Topics 5-9 Flashcards
What are popular selection methods? And when do you use them?
- Best subset selection
- Stepwise selection
When N is not much bigger than p, this results in high variance and poor test error
When can forward stepwise selection be used and backward stepwise cannot?
When the n<p, since backward stepwise starts with a k-1 parameter size model and modeling a p>n model is not possible
What are 2 approaches of determining the best predicition accuracy of one of the subsets?
1: Indirectly estimate test error by making adjustment to training error to account for bias due to overfitting (AIC, BIC, Cp, Adjusted R^2)
2: Directly estimating the test error using Cross validation or validation set approach
Explain what AIC, BIC, Cp and R^2 do, and how they are related and have special connections
AIC, BIC and Cp, smaller value indicates lower test error
higher adjusted R2 means lower test error
BIC places a higher penealty on # of predictors than AIC
R2 is not as well proven as the other 3
Cp is the same as AIC for linear regression
What is the advantage of finding the test error using CV over indirectly estimating it?
It makes fewer assumptions about the true underlying model.

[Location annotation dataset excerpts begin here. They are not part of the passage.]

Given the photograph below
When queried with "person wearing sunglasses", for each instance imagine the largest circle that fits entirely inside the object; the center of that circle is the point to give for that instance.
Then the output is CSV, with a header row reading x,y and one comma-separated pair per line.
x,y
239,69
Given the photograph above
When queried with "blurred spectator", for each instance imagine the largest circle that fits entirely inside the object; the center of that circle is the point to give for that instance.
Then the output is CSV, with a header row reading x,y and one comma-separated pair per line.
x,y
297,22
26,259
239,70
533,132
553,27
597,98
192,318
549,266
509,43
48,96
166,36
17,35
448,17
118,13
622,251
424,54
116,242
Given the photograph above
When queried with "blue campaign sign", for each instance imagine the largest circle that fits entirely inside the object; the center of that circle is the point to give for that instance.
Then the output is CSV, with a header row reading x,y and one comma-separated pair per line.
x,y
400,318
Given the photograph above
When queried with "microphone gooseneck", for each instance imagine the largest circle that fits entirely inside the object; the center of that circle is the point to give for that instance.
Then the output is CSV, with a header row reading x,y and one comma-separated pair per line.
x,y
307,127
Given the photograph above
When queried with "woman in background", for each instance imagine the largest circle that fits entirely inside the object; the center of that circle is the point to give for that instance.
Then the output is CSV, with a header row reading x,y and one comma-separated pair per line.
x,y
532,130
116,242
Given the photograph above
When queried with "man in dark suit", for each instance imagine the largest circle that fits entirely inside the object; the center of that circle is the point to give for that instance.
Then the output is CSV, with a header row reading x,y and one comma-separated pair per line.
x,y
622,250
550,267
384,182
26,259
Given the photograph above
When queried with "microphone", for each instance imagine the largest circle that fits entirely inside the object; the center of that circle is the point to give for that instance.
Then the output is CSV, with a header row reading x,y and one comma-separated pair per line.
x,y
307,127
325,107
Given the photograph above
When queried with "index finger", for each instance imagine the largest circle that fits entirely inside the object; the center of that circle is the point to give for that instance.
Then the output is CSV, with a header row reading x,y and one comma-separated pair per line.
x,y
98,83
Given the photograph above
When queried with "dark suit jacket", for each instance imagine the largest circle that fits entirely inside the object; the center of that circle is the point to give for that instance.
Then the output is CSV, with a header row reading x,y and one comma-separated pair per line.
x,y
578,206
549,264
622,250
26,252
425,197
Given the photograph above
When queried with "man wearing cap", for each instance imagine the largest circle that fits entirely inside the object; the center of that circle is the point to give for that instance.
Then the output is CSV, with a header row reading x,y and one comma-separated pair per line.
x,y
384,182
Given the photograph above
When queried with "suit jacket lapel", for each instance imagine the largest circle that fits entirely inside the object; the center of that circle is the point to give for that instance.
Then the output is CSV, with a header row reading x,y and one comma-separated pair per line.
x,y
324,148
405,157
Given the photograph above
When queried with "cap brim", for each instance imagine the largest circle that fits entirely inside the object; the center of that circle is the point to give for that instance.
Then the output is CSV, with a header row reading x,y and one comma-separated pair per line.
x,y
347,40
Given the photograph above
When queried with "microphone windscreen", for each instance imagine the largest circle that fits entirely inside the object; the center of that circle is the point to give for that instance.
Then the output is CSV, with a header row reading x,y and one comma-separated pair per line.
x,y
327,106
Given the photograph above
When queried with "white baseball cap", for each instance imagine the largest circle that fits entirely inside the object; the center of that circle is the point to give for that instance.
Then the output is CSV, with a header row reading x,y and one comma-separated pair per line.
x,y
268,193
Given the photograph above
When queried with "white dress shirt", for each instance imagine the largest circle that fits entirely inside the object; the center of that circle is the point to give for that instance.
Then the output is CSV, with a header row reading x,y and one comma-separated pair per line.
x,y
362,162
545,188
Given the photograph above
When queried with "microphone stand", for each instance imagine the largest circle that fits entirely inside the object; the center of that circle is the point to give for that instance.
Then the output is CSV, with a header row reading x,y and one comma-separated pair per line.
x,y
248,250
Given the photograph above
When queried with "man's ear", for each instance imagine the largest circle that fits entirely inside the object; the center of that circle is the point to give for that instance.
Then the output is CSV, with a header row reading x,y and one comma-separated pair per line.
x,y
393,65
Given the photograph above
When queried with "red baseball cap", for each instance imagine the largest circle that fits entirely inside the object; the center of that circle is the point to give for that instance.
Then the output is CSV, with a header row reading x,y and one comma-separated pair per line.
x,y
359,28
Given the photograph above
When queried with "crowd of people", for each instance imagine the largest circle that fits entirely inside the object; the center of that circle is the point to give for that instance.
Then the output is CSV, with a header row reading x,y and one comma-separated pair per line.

The main reason for the AIC,BIC, Cp and R2 was low computational power before, now CV is more attractive
What are the differences between Shrinkage methods and Subset Selection?
In subset selection you eleminate predcitors in your model entirely, in shrinkage you change the parameter coefficients towards 0 if they are not significant to the response variable.
What are the 2 popular shrinkage methods?
-Ridge Selection
-Lasso
Explain to yourself how Ridge Selection (regression) Works
It works by limiting the values the parameters can take, pushing some close to 0.
What is a downside of ridge regression?
That it will never push any parameter coefficient to 0, making results hard to interpret (inference)
When is either Ridge or Lasso regression preferable?
When a lot of the data is not usefull Lasso is better, when we know all the data is usefull Ridge is better
What are the main methods to improve OLS fitting?
Subset Selection
Shrinkage Methods
Dimension Reduction
Effect of the Tuning Parameter (λ) in Ridge and Lasso:
Ridge Regression:
As λ increases, coefficients shrink towards zero but are never exactly zero.
Controls multicollinearity and improves prediction accuracy for large p
Lasso Regression:
As λ increases, some coefficients shrink exactly to zero, promoting sparsity and variable selection.
What is an internal node, and what is a terminal node?
Internal Node: Represents a split in the data based on a predictor variable and a threshold. It partitions the predictor space into two regions.
Terminal Node (Leaf): Represents the end of a branch in the tree, where predictions are made. It contains the average response value of all observations that fall into that region.
What are the pros and cons of tree methods?
Pros:
Easy to explain and interpret.
Handles non-linear relationships well.
Works with qualitative predictors without creating dummy variables.
Cons:
Prone to overfitting.
High variance: small changes in data can lead to different trees.
Generally less accurate than other advanced methods.
What is the criterion used in each splitting (classification trees)?
Gini Index: Measures node purity. Smaller values indicate a purer node.
Cross-Entropy: Measures the uncertainty in node class probabilities.
Classification Error Rate: Proportion of misclassified observations (less commonly used for splitting as it’s less sensitive).